A lot of people like social lockers and other content lockers as a way of increasing their social visibility. The problem with that is it hides the content and hurts your SEO, and there’s so much free content out there you really need to have yours available to draw in users. I often recommend adding value in a locker rather than hiding value. For example, if I write a top 20 list, I might then add a short eBook with another 10 options as a locked bonus. That’s what this plugin does; it creates bonus items in an eye-catching box that users can click to see more through. Your SEO is fine with your content all there, you’re just adding a bonus.

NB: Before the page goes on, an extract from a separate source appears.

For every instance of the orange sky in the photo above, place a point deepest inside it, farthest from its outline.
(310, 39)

This particular plugin has lifetime support and unlimited updates for one site for $47. It also has a two-month money back guarantee.

11. Popup Domination

It seems like almost every website these days has an exit intent pop-up. These are screen-darkening or obscuring lightboxes that contain an offer, a call to action, or some sort of reminder. There are dozens of plugins to provide this functionality, but I like this one the best. You can preview it live, and they have a bunch of cool features. Custom designs are just the start. They have countdown themes, split testing, geographical targeting, analytics, and even on-click pops. The cheapest plan – which limits views to the pop-up to 30,000 per month – is $9 per month.

12. ManageWP

ManageWP is normally a free plugin, but it’s designed for people running a small handful of sites.

ManageWP Website

If you’re an agency or you’re running a franchise and you want to have dozens of sites, you need their premium offering. To make it whitelabel, to add site cloning, to add uptime monitoring, and other features, you have add-ons for a premium price. They’re all cheap, ranging from $1-2 per add-on, but it’s still a monthly fee and it’s on a per-site basis after 25 sites.

13. OptinMonster

This one combines features from several of the options above. It has a drag and drop form builder like Gravity Forms. It has exit intent technology for pop-overs the same way Popup Domination has. It has targeting, split testing, and analytics. It’s all very cool and useful if you’re trying to commercialize your site without annoying your visitors. It also has three packages, with monthly prices at $9, $19, and $29. Each one has more features than the last.

14. CoSchedule

If you run a blog and you manage content with a team of users, writers, or co-managers, one of the trickiest parts of the whole deal is making sure every day has useful content without too many double up days or missed days. An editorial calendar is a must. That’s what CoSchedule does; they’re a content marketing management system, with project management, workflows, and an editorial calendar to keep it all organized. Pricing starts at $30 per month for solo bloggers or $60 per month for blogs that need teams, guest posting, and other group management features.

15. WPML

This is the WordPress Multilingual Plugin, and it’s great in the narrow specific situation where you need your blog content posted in more than one language. They have three versions of the plugin. The cheapest does posts, pages, tags, categories, menus, and has language detection for the browser. It’s $30. The $79 version includes custom fields, widgets, and a bunch more. Both have one year of support, with the option to extend support, or you can just buy the lifetime version for $195.

So there you have it; my pick for 15 excellent plugins worth paying money to use. Do you have a favorite? If so, let me know!